Ist die Krise Europas eine Krise der Loyalität?

Nicht nur in Deutschland wird dieses Jahr gewählt, 2017 stehen auch Wahlen in den Niederlanden und Frankreich an. An einen europaweiten Aufstieg der Rechtspopulisten glaubt Özdemir nicht, ist aber vorsichtig: "Ich lag mit dem Brexit falsch, ich lag mit Putin falsch, so wie viele von uns", sagte der Politiker. "Andererseits sehe ich Macrons (unabhängiger französischer Präsidentschaftskandidat) Aufstieg und das viele Menschen verstanden haben, dass unsere Demokratien verteidigt werden müssen gegen Herrn Putin und Herrn Erdogan und Trump."

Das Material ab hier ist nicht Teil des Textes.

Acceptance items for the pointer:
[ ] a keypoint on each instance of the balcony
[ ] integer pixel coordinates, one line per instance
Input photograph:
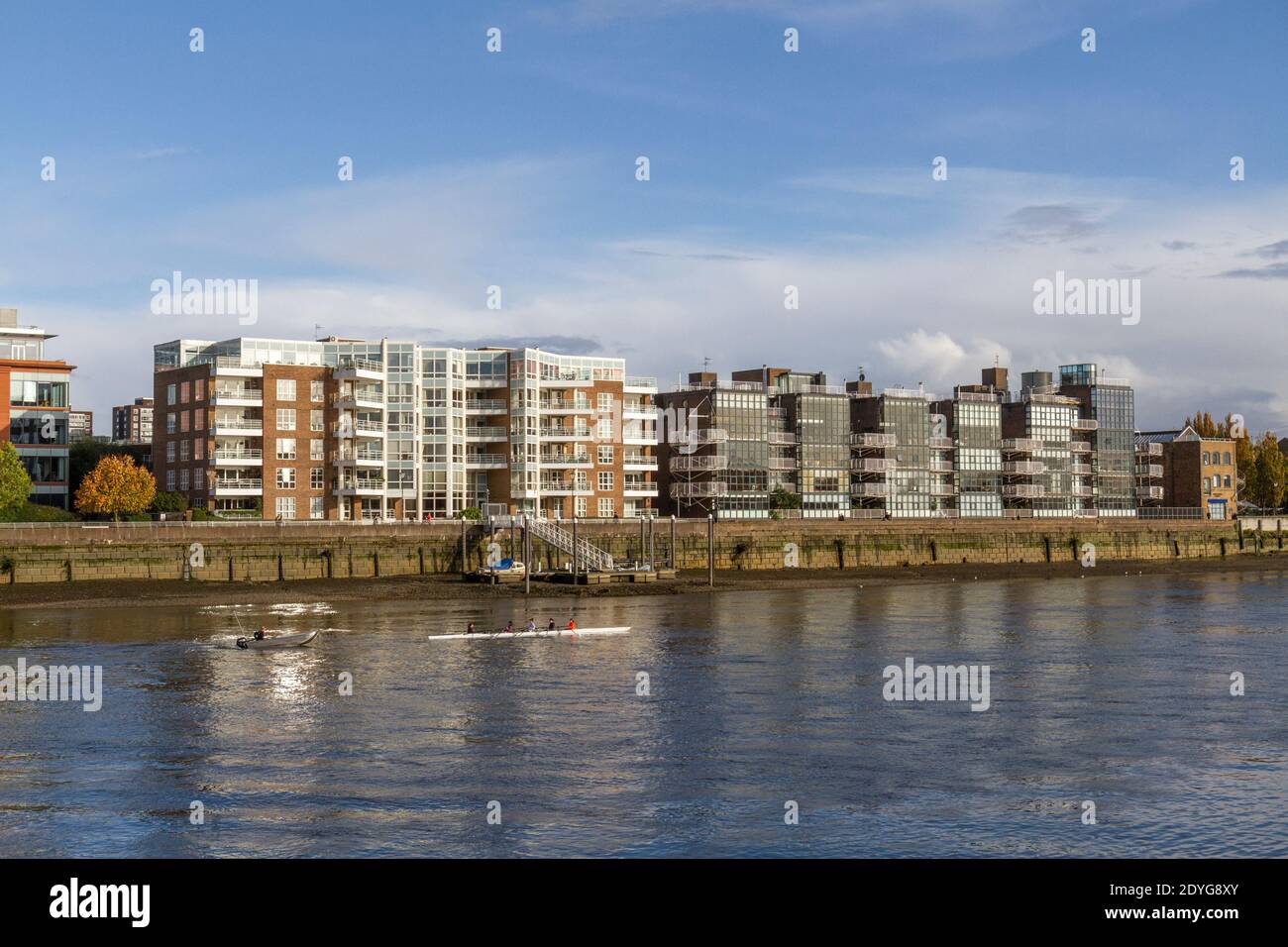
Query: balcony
(355, 368)
(870, 489)
(237, 427)
(566, 406)
(571, 433)
(874, 466)
(698, 491)
(239, 486)
(233, 395)
(485, 406)
(1022, 491)
(1024, 468)
(566, 460)
(871, 440)
(1021, 445)
(239, 458)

"Es geht hier um die Loyalität zu Europa", sagte Özdemir. "Glauben wir an Europa, die Aufklärung und freiheitliche Demokratie, oder an die Lösungen des letzten Jahrhunderts, die uns in Desaster und Chaos gestürzt haben?", fragte er und antworte sich selbst. "Ich glaube, wenn wir Demokraten bereit sind zu kämpfen, werden wir gewinnen."